There are a myriad of ways to nourish relationships. A kiss when you wake up. Anniversary dates. Walks in the evening. Smiles across the table. While it is possible, even prudent at times, to stick to the familiar patterns occasional shake ups have their place too.
The pandemic has narrowed our options for in person gatherings, but it has thrown open the windows for virtual ones. This week John and I met with the four groups we lead, which includes friends from six countries. We also zoomed with nine couples who are stepping into a mentoring relationship. They will gather through screens monthly, to tell stories and appreciate their partners.

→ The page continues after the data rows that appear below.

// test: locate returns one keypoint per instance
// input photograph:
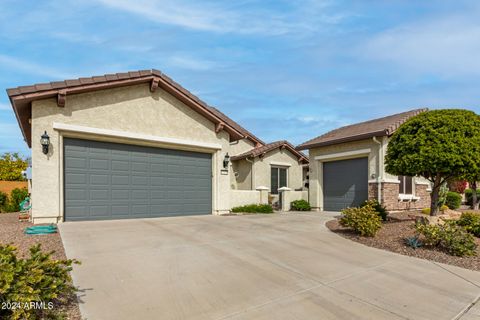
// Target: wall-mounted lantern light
(226, 160)
(45, 142)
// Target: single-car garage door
(117, 181)
(345, 183)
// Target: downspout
(380, 169)
(251, 172)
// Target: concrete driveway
(283, 266)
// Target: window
(278, 178)
(406, 185)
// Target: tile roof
(260, 151)
(21, 97)
(377, 127)
(238, 127)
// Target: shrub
(470, 221)
(38, 278)
(450, 237)
(413, 242)
(431, 233)
(458, 186)
(426, 211)
(300, 205)
(364, 221)
(16, 196)
(454, 200)
(254, 208)
(468, 195)
(379, 209)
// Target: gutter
(251, 172)
(380, 169)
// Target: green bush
(454, 200)
(364, 221)
(450, 237)
(254, 208)
(16, 196)
(379, 209)
(300, 205)
(468, 196)
(430, 232)
(38, 278)
(470, 221)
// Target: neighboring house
(135, 145)
(347, 167)
(273, 165)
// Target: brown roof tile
(234, 124)
(377, 127)
(21, 97)
(259, 151)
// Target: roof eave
(306, 146)
(21, 101)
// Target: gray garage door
(118, 181)
(345, 183)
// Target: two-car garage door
(345, 183)
(106, 180)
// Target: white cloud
(28, 67)
(191, 63)
(233, 17)
(445, 46)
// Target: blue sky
(284, 69)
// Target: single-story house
(273, 165)
(136, 145)
(347, 167)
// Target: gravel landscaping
(391, 237)
(12, 233)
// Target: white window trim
(347, 154)
(278, 167)
(280, 164)
(135, 136)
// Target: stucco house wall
(278, 158)
(241, 175)
(374, 150)
(126, 109)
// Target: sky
(284, 69)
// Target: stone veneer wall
(390, 197)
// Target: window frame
(278, 168)
(404, 183)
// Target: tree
(11, 167)
(438, 145)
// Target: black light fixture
(45, 142)
(226, 160)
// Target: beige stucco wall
(376, 165)
(316, 166)
(263, 165)
(241, 175)
(129, 109)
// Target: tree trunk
(435, 195)
(474, 195)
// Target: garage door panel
(111, 181)
(345, 183)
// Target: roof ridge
(387, 129)
(22, 96)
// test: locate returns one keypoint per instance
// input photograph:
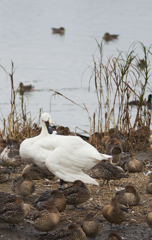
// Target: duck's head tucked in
(46, 119)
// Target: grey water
(63, 63)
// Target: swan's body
(65, 156)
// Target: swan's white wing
(66, 167)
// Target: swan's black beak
(49, 128)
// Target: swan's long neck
(44, 131)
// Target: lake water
(50, 61)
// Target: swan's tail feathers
(105, 156)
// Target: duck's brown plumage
(47, 220)
(92, 225)
(23, 185)
(77, 194)
(54, 197)
(73, 232)
(10, 155)
(128, 196)
(4, 175)
(107, 171)
(134, 165)
(114, 236)
(114, 213)
(114, 148)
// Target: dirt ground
(134, 228)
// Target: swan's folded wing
(67, 167)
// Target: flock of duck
(70, 159)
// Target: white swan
(65, 156)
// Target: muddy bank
(134, 228)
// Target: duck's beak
(49, 128)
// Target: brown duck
(134, 165)
(54, 197)
(114, 236)
(114, 148)
(47, 220)
(77, 194)
(23, 185)
(4, 175)
(14, 212)
(114, 213)
(128, 196)
(92, 225)
(73, 232)
(10, 155)
(108, 171)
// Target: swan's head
(46, 118)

John and I have fallen short in many arenas, as far as our partnership goes. We do not play tennis, or belong to a book club. All attempts to get physical exercise have slumped in a heap like yesterday's clothes in the bathroom. We do not go to bed at the same time, as some authors suggest as an imperative. He plays piano, and I quilt. But those are separate activities.
Yet for most of our forty years we have kept our marriage on the calendar. By that I mean there was a date I could point to, on which we would both show up and sit side by side. There were, I confess, evenings when the tug of rascally children made such plans inconvenient. On other occasions it was my own disgruntled mood that threatened to derail any inclination to join a circle of couples and pretend to be friendly.
But in those modest efforts to swivel marriage from a noun to a verb, we have recalibrated our commitment with hundreds of minor nudges. I can recall times I did not especially want to say nice things about him at the start of a meeting. But I always did by the end.